Ein Kommentar (November 2000)

Josef Spindelböck

Mit schweren Vorwürfen ist die Salzburger evangelische Superintendentin Luise Müller an die Öffentlichkeit getreten. Der Trauergottesdienst im Salzburger Dom am 18.11.2000 für die Opfer der Katastrophe von Kaprun sei ein Schlag gegen die Ökumene gewesen, da der Hausherr des Doms, Erzbischof Eder, eine katholische Eucharistiefeier durchgesetzt habe, anstatt einen gemeinsamen ökumenischen Gottesdienst zu feiern. Auf diese Weise sei in einer „verächtlichen Art und Weise“ mit dem Leid und der Trauer von Menschen umgegangen worden, die nicht römisch-katholisch sind. Manche dieser Ansicht zustimmende Kommentatoren werten dies als weiteres Beispiel dafür, wie die katholische Kirche ihre Machtansprüche gegenüber Andersgläubigen durchdrücke.

Hier soll versucht werden, im Sinn ökumenischer Offenheit darzulegen, welche inneren – d.h. von der Sache her und nicht aufgrund von Machtinteressen bestehenden – Gründe die katholische Kirche bewogen haben, so und nicht anders zu handeln.

Es gab 155 Tote bei der Katastrophe am Kitzsteinhorn, davon waren vier Fünftel katholisch. Erzbischof Eder ging wie selbstverständlich davon aus, daß er für all diese eine heilige Messe, eine Eucharistiefeier, zelebrieren werde. Mit dieser Absicht wollte er niemanden vereinnahmen; wer nicht katholisch ist, brauchte sich hier nicht angesprochen zu fühlen. Freilich waren auch die Nichtkatholiken eingeladen, an diesem Gottesdienst teilzunehmen. Dies war im Sinn ökumenischer Offenheit und Gastfreundschaft zu sehen, nicht als römisch-katholische Zwangsbeglückung nichtkatholischer Angehöriger und Freunde der Verstorbenen. An die offiziellen Repräsentanten der nichtkatholischen Bekenntnisse erging ebenfalls die Einladung, an der römisch-katholischen Eucharistiefeier teilzunehmen, soweit dies mit ihrem Selbstverständnis vereinbar ist.

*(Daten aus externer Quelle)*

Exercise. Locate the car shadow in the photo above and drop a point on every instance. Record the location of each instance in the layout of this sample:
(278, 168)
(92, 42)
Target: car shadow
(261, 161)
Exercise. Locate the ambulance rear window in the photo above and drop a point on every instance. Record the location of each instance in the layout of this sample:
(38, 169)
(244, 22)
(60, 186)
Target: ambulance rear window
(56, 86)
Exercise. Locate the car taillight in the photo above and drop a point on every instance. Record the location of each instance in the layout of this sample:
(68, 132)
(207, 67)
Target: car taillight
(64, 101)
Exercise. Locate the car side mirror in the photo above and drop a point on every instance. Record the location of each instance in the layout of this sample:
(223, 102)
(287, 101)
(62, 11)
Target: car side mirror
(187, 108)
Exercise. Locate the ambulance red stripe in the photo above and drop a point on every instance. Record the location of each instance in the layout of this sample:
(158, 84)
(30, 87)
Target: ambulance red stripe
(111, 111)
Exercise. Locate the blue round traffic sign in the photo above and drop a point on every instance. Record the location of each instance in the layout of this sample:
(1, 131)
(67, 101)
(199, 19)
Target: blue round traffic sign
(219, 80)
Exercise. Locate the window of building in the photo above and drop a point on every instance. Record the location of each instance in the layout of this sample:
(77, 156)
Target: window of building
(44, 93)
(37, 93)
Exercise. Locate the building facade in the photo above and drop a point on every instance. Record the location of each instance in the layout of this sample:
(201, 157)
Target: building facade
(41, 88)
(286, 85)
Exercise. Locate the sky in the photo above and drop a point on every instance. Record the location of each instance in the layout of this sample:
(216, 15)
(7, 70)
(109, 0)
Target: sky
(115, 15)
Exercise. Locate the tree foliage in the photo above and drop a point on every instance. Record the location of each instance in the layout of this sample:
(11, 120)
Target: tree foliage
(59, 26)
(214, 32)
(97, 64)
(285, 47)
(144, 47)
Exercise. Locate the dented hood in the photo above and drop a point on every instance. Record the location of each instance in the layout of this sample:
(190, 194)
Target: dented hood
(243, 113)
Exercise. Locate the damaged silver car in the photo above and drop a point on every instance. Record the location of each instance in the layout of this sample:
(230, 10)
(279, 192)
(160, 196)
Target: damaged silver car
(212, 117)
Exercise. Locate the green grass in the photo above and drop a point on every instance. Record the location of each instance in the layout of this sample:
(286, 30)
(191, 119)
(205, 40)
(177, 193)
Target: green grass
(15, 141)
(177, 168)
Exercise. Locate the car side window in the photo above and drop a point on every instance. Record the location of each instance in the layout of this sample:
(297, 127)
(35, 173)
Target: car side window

Aufgrund dieser Überlegungen und Initiativen kam es dazu, daß Erzbischof Eder am 18.11. ein feierliches Requiem für die Verstorbenen der Katastrophe von Kaprun zelebrierte. Nach katholischem Glaubensverständnis ist die heilige Eucharistie die unblutige Vergegenwärtigung des Kreuzesopfers Christi, welche die Kirche für alle Lebenden und Verstorbenen darbringt. Keine andere Form eines Gottesdienstes kommt dem inneren Wert einer heiligen Messe gleich, da diese das wirksame Opfer Christi ist, das er im Namen der Menschen im Heiligen Geist an Gott seinen himmlischen Vater richtet.

Tatsächlich nahmen viele Angehörige und Freunde der Todesopfer von Kaprun an der Meßfeier teil. Auch Nichtkatholiken waren dabei, ebenso die Repräsentanten nichtkatholischer christlicher Bekenntnisse. Diese waren sogar in den liturgischen Ablauf eingebunden. Am Anfang gestalteten Kardinal Schönborn und der evangelische Bischof Sturm gemeinsam eine Trauermeditation. Die Fürbitten wurden von Luise Müller eingeleitet und abgeschlossen; auch jener Text der Fürbitten, den andere vortrugen, stammte von ihr.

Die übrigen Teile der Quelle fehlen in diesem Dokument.